FILE PICTURE: Dr Hulda Swai at the CSIR Lab. (Photo by Gallo Images The Times / Lauren Mulligan)

South Africa still has one of the highest rates of Tuberculosis in the world, and the disease is one of the leading causes of death in the country.

And, as world TB Day is observed on Tuesday, the Treatment Action Campaign (TAC) has pointed to the fact that this sickness is both curable and preventable. Despite this, South Africa continues to pay higher prices for many medicines than what is available internationally, the TAC has said on its website.

“Linezolid, for instance, is unaffordable and should be available at lower costs. (Pharmaceutical company) Pfizer charges R8.460 per patient per month for use of linezolid in the public sector and more than double this for NGOs, such as MSF.
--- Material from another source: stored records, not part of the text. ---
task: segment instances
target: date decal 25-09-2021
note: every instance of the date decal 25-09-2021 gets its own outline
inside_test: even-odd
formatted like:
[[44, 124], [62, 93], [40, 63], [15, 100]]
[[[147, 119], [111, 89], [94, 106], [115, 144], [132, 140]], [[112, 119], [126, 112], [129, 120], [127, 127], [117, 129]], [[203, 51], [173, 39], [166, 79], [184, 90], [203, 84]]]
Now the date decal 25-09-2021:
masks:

“South Africa should pursue strategies to further reduce prices. Strategies could include importing lower cost medicines from overseas or pooling procurement with other high burden countries.”

New medicines including Bedaquiline and Delaminid have shown promising results and provide a potential chance for cure in selected patients that have no other treatment options.

“Access to Bedaquiline is already available in a number of countries under compassionate use, but remains unavailable to patients in need in South Africa.” The TAC further called for the Medical Control Council (MCC) to approve the use of phase III drugs for compassionate use.

“…Once medicines in the pipeline receive pre-approval or approval from the Food Drug Administration, they must be fast-tracked by the Medicine Control Council for registration.

“The Department of Health has developed a policy framework for decentralised care of TB and begun to provide decentralised care in some sites. Costing of decentralised care has shown that it will reduce the costs of the programme by reducing the number of patients who stay in specialised hospitals as well as the length of time patients stay.”

Health Minister Dr Aaron Motsoaledi has previously said in the department’s annual performance plan that HIV, AIDS and TB continue to cause high rates of morbidity and mortality in the country.

“None the less, tremendous progress has been made in combating HIV and AIDS through increasing the number of people tested, increasing the treatment threshold to those with a CD4 count of 350 or less and the antiretroviral (ARV) treatment programme has been expanded to include over 1.6 million people since its inception.

“However, there is still more work to be done. A key intervention would be to ensure HIV testing is routine. HIV and AIDS still account for a significant proportion of maternal deaths. The Department will continue to expand access to Highly Active Antiretroviral Therapy (HAART) for pregnant women.”